An immediate awareness of the shortcomings of anyone’s teaching can be achieved by the kind of review of actual lessons “after the fact” engaged in above. This is certainly a worthwhile and effective process, in line with the thinking of numerous writers in the field. A reflective, innovative approach is necessary (Hattie, 2003).
Central to the practice of my teaching is a need to make decisions regarding the precise and exact intention of particular lessons. While I do believe that I want to achieve an inclusive, diversity-embracing classroom experience for students, the exact aims and outcomes of my lessons are sometimes not clear to the students, and perhaps not even to me. A clear and communicative statement of what we hope to achieve is necessary in every lesson and I will be sure to formulate this exactly in future lessons.
I am of the opinion that it is essential to respect the originating cultures and identities of the ESL students I teach (see: Ashman, 2009, and others). Sometimes I do not achieve this ideal as the content I work with covers only the Australian experience – I believe this is so because I am concentrating on ensuring that my students become comfortable and familiar with their adopted culture. This is not a bad thing, but I do aim to provide more opportunities for students to share their cultures and identities with one another in class, while not neglecting the improvement of their knowledge and familiarity with Australian contexts.
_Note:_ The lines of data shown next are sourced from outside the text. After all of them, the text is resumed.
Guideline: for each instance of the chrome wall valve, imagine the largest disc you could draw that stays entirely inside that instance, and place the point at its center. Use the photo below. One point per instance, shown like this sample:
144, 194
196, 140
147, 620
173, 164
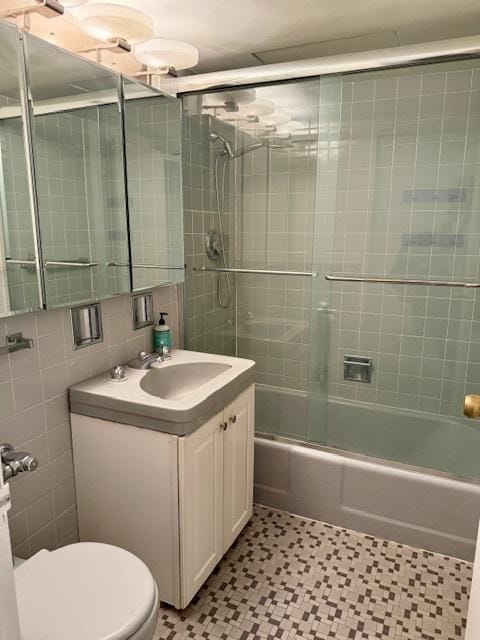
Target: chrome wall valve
15, 462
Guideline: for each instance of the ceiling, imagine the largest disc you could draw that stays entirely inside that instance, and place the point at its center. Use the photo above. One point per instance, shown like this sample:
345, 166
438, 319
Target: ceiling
251, 32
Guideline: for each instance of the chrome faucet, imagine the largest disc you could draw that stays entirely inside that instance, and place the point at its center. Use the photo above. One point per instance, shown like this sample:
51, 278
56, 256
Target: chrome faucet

Tied to the opinion above is the idea that the content we are working with should be accessible to the students, and interesting to them within their experience. If they are able to connect the content we are dealing with to prior learning and earlier experiences and knowledge, I am certain their progress will be more effective (Davis, Sumara, & Luce-Kapler, 2008). My personal relationship with students and my interactions with them do, I believe, reflect mutual respect, and my acknowledgement and appreciation for their cultures, but it is also true that I could incorporate this attitude into the actual practice of my teaching, in line with UNESCO (2001) guidelines.
It is difficult for me to release some control of assessment in the classroom: my instinct is to want to measure and grade student achievement myself exclusively. Yet, on the occasions when I do ask students to assist one another, and even to point out one another’s errors, they do manage to do so effectively. The incorporation of peer teaching is relatively simple for me; the incorporation of peer assessment is something I will have to work on. Black and Dylan (2001) encourage a highly interactive, dynamic assessment environment, which I would like to emulate.
Timing is something which I also have to concentrate on. There have been occasions when the work I assigned to one group of student – for example the Beginner students – was complete long before I had finished with the other group of more advanced students. A focus on getting to know the learning pace and the learning style of each of my students is something I aspire to. Individualised learning is something a successful teacher must be able to come to grips with (Hattie, 2003). When students are paired up, and work together, or are given sufficient reading, with dictionary work tied to it, I find that there is enough time to get to each student, and to deal with differing ability groups effectively. This is, though, not always easy to predict.